Seth Zimmerman, a volunteer with Iowa Project AWARE (A Watershed Awareness River Expedition), told the board that the cleanup project will encompass 61 miles of the Boone River from Goldfield to Stratford July 7 to 12.
“We generally have roughly 235 volunteers who will put in canoes at the beginning of each day. They will pick up garbage all along the Boone,” Zimmerman said. The group will travel between 5 and 16 miles each day.
“We’ll have a half-day take out and an end-of-the-day take-out where they will sort all of the trash in their boats into recycling, garbage and metal with different people hauling it away,” he said.
A local committee has been helping to plan the event, he said. The group will be based out of Briggs Woods each day except the first night in Goldfield.
“We’ll be in your community. It’s the greatest show on water,” Zimmerman said.
The program typically pulls 20 to 30 tons of garbage over the course of a week.
“We also have educational programming each night at that park and encourage the public to come out and see what we’re doing,” he said.
Councilman Jim Talbot asked if the group did water quality testing along the way.
“We have one crew and a boat that does water sampling,” he said. “Just general transparency, nitrogen-phosphorous, that kind of monitoring. We try to keep them out of the fray so they’re not among people stirring up sediments so they get better readings.”

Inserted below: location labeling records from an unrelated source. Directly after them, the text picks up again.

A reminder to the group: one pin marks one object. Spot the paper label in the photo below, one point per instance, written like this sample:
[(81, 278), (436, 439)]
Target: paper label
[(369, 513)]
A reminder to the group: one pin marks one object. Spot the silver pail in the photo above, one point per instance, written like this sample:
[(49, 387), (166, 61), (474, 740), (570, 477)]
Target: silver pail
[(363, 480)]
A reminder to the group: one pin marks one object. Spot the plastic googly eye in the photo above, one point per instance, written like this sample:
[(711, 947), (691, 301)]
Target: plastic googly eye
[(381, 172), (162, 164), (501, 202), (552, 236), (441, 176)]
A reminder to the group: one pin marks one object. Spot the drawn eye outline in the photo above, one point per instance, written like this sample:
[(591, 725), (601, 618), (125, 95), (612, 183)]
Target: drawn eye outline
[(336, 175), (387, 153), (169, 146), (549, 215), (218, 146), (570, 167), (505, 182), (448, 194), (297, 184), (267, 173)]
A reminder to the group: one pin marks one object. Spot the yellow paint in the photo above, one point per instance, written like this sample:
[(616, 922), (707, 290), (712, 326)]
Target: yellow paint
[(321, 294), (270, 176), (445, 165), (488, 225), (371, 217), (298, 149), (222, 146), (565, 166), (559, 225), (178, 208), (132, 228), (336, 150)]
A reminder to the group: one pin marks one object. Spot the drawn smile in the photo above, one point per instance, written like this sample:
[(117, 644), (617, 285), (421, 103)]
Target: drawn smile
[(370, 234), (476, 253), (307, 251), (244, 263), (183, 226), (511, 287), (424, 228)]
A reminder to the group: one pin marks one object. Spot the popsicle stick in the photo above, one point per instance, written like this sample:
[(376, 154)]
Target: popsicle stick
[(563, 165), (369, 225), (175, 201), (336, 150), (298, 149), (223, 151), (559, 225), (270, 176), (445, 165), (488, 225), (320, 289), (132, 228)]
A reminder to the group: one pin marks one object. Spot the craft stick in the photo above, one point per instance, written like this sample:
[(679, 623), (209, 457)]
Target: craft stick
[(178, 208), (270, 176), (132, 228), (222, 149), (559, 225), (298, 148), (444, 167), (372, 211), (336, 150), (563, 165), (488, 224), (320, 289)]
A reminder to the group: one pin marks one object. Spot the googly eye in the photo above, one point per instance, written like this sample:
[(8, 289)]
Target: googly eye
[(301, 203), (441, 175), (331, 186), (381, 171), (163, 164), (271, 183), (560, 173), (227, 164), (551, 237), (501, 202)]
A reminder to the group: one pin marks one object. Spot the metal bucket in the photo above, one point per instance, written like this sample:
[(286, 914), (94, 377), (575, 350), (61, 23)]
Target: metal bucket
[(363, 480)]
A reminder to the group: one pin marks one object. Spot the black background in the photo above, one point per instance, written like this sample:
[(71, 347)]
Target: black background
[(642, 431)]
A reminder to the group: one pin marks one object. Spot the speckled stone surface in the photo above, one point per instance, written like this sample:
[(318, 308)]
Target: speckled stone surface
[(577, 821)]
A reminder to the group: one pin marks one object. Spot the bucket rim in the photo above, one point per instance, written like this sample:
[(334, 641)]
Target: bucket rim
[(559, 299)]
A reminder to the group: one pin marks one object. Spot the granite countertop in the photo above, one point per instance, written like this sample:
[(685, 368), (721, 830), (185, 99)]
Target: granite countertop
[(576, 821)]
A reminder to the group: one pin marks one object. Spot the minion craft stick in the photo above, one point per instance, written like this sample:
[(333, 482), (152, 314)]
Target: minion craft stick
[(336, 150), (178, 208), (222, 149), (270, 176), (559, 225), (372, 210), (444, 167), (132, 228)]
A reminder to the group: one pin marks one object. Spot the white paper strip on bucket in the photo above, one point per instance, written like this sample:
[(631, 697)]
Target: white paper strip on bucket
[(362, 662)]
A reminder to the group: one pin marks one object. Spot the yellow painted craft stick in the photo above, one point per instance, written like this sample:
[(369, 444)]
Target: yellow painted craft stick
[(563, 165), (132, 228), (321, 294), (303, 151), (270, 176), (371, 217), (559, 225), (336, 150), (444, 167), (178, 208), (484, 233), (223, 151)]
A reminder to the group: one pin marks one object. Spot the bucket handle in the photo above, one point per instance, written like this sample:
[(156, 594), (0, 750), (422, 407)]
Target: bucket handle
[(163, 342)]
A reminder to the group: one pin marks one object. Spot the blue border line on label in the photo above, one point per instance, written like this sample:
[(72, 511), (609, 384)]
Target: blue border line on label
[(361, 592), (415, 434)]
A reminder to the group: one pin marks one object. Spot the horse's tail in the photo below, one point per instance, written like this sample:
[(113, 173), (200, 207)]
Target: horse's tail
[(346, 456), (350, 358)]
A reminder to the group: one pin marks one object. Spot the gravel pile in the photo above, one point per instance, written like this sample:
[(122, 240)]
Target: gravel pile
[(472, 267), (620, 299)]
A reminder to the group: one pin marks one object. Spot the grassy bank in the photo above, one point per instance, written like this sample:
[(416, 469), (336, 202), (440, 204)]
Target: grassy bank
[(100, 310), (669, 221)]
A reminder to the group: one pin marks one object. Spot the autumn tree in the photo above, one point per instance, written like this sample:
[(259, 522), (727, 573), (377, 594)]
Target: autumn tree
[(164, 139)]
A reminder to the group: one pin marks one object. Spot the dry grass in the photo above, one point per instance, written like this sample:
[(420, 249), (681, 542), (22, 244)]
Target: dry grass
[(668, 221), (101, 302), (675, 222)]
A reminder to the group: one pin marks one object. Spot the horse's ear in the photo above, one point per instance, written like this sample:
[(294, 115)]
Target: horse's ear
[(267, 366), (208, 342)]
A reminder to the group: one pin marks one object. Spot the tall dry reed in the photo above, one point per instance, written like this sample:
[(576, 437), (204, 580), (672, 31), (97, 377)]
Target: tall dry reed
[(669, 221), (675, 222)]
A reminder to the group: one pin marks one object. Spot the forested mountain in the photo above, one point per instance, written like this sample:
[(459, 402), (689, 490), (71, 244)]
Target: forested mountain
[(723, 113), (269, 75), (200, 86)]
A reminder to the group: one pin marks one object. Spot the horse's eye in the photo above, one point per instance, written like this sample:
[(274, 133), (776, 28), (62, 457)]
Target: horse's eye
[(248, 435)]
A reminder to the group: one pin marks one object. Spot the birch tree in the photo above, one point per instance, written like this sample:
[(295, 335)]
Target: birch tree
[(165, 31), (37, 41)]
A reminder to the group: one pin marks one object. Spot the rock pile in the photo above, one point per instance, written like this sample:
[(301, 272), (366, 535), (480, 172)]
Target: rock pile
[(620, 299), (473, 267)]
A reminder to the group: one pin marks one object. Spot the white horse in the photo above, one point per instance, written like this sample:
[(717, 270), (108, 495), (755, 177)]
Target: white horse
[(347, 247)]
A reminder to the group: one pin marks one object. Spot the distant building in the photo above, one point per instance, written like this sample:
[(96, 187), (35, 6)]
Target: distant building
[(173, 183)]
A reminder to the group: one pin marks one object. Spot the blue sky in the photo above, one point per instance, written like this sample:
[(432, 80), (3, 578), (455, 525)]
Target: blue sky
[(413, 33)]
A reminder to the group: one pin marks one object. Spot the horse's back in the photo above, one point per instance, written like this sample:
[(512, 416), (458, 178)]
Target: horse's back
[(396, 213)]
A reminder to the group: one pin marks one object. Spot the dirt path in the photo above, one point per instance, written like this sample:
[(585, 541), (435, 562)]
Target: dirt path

He added that the testing results are posted each night.
The council approved a memorandum of understanding with Fort Dodge Convention and Visitors Bureau and Boone Forks Recreational District Partners for administrative services in connection with the Boone Forks Recreational District.
Brian Lammers, Hamilton County Conservation Director, asked the council to contribute $1,333.33 toward the hiring of a part-time position to help promote the tri-county region.
The Boone Forks Regional Plan is a partnership between Boone, Hamilton, and Webster Counties. The plan focuses on achieving economic, social, and natural resources balances and improvements. The Boone Forks Parks to People planning team involves collaborators from state, county, and local government, non-profit organizations, and private sector economic leaders to build a strong regional approach for the future, according to Lammers.
“This actually started back in 2010 when we were designated as an Iowa Great Place between Webster and Hamilton counties,” he said. “Recently we also asked for support to have a redesignation of the Iowa Great Places to include Boone County because of the partnership in the Parks to People program.”
Lammers said the group worked with the University of Iowa students who to develop a concept of regional marketing.
Working with the Fort Dodge Convention and Visitors Bureau, a new coordinator position will begin July 1 with no more than 520 hours, with the salary shared between the three counties. Hamilton County’s share is $4,000 with the city’s portion to be $1,333.33, he said.
He added that an additional $20,000 was awarded from the Iowa Parks Foundation which would help the project along.